I have seen an uptrend in the issuance volume of green or transition-themed loans and bonds. Not only do banks now play a key role in providing capital to enable and accelerate decarbonisation on a transactional level, some have even gone the extra mile in collaborating with climate solution providers to assist their corporate clients in their decarbonisation journey. Financial institutions are also taking steps to phase out coal-related activities. For example, DBS, Bank of China and AIA have all announced their timeline and plans to terminate the financing and underwriting of coal-mining and coal-fired power projects.

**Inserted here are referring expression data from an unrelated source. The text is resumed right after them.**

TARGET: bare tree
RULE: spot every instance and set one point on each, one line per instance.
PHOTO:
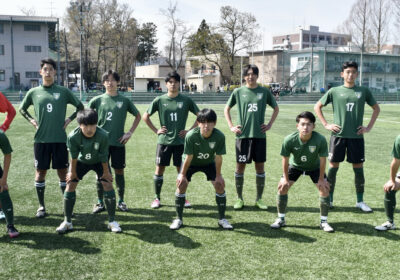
(177, 32)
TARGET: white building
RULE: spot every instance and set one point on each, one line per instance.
(24, 41)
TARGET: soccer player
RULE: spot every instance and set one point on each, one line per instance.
(204, 147)
(112, 109)
(5, 199)
(5, 107)
(391, 187)
(173, 109)
(348, 102)
(250, 131)
(50, 103)
(307, 150)
(88, 146)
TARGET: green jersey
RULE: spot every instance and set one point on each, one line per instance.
(50, 104)
(396, 148)
(304, 156)
(5, 144)
(88, 150)
(173, 114)
(112, 111)
(252, 104)
(348, 108)
(204, 149)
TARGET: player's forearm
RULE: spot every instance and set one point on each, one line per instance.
(78, 108)
(394, 167)
(26, 115)
(375, 114)
(135, 123)
(218, 164)
(318, 111)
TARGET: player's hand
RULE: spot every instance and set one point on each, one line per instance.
(333, 127)
(265, 127)
(66, 123)
(323, 185)
(107, 176)
(362, 130)
(162, 130)
(183, 133)
(125, 138)
(236, 129)
(34, 123)
(283, 185)
(180, 180)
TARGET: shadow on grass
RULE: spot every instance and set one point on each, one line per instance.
(263, 230)
(363, 229)
(160, 234)
(52, 241)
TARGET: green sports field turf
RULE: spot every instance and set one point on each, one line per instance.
(147, 249)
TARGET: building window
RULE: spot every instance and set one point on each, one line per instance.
(31, 27)
(34, 74)
(33, 48)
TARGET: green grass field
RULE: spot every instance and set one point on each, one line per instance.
(147, 249)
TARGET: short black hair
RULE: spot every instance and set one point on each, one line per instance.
(112, 73)
(48, 60)
(252, 67)
(174, 75)
(305, 115)
(206, 115)
(348, 64)
(87, 117)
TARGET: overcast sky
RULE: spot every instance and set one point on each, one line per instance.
(274, 17)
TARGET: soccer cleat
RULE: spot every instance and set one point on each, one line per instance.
(122, 206)
(386, 226)
(261, 204)
(99, 207)
(12, 231)
(176, 224)
(156, 204)
(238, 204)
(64, 227)
(41, 212)
(114, 227)
(223, 223)
(363, 207)
(187, 204)
(278, 223)
(326, 227)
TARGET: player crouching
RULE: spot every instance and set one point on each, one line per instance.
(204, 147)
(309, 151)
(88, 146)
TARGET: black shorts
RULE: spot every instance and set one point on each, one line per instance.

My consultancy work has given me the front-row seat to witness the tremendous developments in the ESG space in recent years. In particular, our finance sector is gradually accumulating the knowledge and capabilities needed to identify, understand, assess, measure and formulate responses to climate-related risks. Quite a number of industry practitioners are already benefiting from the early mover advantage in ESG financing and enabling the real economy by facilitating the transition to a lower-carbon business model. Lastly, the climate movement has created tremendous opportunities for practitioners of all levels and roles, helping them achieve business success and personal growth while doing good for the planet.

Ms Sammie Leung

Ms Sammie Leung,
Partner, Climate and Sustainability Leader in Mainland China and Hong Kong, PwC

1 The Green and Sustainable Finance Cross-Agency Steering Group is co-chaired by the Hong Kong Monetary Authority and the Securities and Futures Commission. Members include the Environment Bureau, Financial Services and the Treasury Bureau, Hong Kong Exchanges and Clearing Limited, Insurance Authority and the Mandatory Provident Fund Schemes Authority. The Steering Group aims to coordinate the management of climate and environmental risks to the financial sector, accelerate the growth of green and sustainable finance in Hong Kong and support the Government’s climate strategies.

2 The Hong Kong Monetary Authority (HKMA) also issued the Supervisory Policy Manual module GS-1 on climate risk management to guide authorised institutions in building climate resilience by incorporating climate considerations into governance, strategy, risk management and disclosure. The Securities and Futures Commission (SFC) published its conclusions in 2021 on the proposed amendments to the Fund Manager Code of Conduct, requiring fund managers to incorporate climate-related risks in their daily operations.

The updated Appendix 27 by the Hong Kong Exchanges and Clearing (HKEx) requires listed companies to disclose a new “comply or explain” aspect, Climate Change, where companies should outline how they are impacted by climate-related issues and actions taken to manage them.

* The above article only reflects the opinion of the writer and does not represent the positions of the Hong Kong Academy of Finance.